In a Regression model, should you drop interaction terms if they’re not significant?
In an ANOVA, adding interaction terms still leaves the main effects as main effects. That is, as long as the data are balanced, the main effects and the interactions are independent. The main effect is still telling you if there is an overall effect of that variable after accounting for other variables in the model.
But in regression, adding interaction terms makes the coefficients of the lower order terms conditional effects, not main effects. That means that the effect of one predictor is conditional on the value of the other. The coefficient of the lower order term isn’t the effect of that term. It’s the effect only when the other term in the interaction equals 0.
So if an interaction isn’t significant, should you drop it?
If you are just checking for the presence of an interaction to make sure you are specifying the model correctly, go ahead and drop it. The interaction uses up df and changes the meaning of the lower order coefficients and complicates the model. So if you were just checking for it, drop it.

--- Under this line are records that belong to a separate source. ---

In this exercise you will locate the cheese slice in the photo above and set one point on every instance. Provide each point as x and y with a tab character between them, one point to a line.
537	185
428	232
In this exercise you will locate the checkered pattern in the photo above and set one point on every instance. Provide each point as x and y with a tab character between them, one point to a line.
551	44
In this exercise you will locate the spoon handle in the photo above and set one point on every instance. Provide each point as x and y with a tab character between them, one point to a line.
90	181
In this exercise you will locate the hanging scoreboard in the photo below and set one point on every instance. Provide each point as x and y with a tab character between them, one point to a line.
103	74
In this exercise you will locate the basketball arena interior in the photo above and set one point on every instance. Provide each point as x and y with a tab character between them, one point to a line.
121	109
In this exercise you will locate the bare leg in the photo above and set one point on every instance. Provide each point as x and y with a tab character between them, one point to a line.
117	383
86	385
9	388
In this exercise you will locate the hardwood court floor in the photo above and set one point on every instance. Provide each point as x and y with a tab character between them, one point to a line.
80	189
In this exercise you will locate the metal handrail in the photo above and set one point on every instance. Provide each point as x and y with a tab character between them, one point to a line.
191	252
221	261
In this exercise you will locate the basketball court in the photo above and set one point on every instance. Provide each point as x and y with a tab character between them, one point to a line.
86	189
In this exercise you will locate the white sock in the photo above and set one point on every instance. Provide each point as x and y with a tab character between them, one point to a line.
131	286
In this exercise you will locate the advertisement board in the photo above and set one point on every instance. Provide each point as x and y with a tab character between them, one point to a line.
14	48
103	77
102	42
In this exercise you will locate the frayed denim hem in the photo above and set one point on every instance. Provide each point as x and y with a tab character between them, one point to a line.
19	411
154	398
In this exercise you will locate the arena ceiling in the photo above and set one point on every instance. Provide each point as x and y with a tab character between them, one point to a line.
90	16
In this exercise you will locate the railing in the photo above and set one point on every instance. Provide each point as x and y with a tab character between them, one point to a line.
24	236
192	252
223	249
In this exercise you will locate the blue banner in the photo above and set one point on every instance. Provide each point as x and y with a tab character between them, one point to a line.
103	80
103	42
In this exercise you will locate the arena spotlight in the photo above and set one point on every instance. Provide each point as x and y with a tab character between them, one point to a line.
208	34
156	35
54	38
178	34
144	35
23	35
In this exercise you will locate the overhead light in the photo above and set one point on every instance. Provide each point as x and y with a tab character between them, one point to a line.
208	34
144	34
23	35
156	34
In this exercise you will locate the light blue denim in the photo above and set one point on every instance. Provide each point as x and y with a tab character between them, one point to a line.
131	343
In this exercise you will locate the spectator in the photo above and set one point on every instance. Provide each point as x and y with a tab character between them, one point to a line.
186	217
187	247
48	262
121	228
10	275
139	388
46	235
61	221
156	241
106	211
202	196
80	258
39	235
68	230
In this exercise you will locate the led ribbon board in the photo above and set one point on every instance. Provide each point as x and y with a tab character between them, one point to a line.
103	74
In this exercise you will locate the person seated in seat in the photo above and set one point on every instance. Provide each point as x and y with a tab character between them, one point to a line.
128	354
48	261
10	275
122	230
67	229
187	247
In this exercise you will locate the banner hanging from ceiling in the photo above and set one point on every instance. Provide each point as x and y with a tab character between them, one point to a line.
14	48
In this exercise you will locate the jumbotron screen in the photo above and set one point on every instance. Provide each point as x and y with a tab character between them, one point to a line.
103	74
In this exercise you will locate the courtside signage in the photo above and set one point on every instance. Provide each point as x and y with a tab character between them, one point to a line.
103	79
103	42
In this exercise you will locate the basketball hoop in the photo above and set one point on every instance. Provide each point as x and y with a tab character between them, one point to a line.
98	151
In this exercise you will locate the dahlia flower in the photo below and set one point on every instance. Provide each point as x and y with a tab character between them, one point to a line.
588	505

But if you actually hypothesized an interaction that wasn’t significant, leave it in the model. The insignificant interaction means something in this case–it helps you evaluate your hypothesis. Taking it out can do more damage in specification error than in will in the loss of df.
The same is true in ANOVA models.
And as always, leave in any lower order terms, significant or not, for any higher order terms in the model. That means you have to leave in all insignificant two-way interactions for any significant 3-ways.
Hi, thanks a lot for this amazing website!
What should I do if my main hypothesis is the threeway interaction and it is significant, but it becomes not significant when I add the two ways (not significant as weel). How can I justify that I want to keep only the three way? It is allowed? Why is this happening?
Thanks a lot for your answer!
Jason S says
Always include the lower order interactions, otherwise it is mis-attributing the variance to higher order interactions explained by lower order interactions (i.e. single factors and 2-way interactions). In your case, it sounds like the model is under-powered and results become insignificant with more DF used. Unfortunately, that just means it’s not reliable.
I’m still not sure how I should interpret this
I have a model that includes an interaction term.
r-squared = 0.7726
gper15 p = 0.13
iv p =0.00
gper15 iv interaction p = 0.009
constant p = 0.00
How do I interpret the effect of gper15? Is this essentially telling me that gper15 is only significant when iv is greater than 0?
Karen Grace-Martin says
To interpret the interaction, you need the regression coefficients. The interaction tells you that the effect of gper15 is different for different values of iv.
Richard Anderson says
I’m not sure I can make sense of this blog post.
You wrote: “But in regression, adding interaction terms makes the coefficients of the lower order terms conditional effects, not main effects. That means that the effect of one predictor is conditional on the value of the other.”
However, “the effect of one predictor is conditional on the value of the other” is precisely what “interaction” means.
Karen Grace-Martin says
Yes, indeed. I was just reiterating what incarceration means there. The rest of that paragraph tells you the rest of the story–what the variable’s coefficient actually measures. It isn’t the entire effect of that predictor.
Hi, thank you very much for this informative content!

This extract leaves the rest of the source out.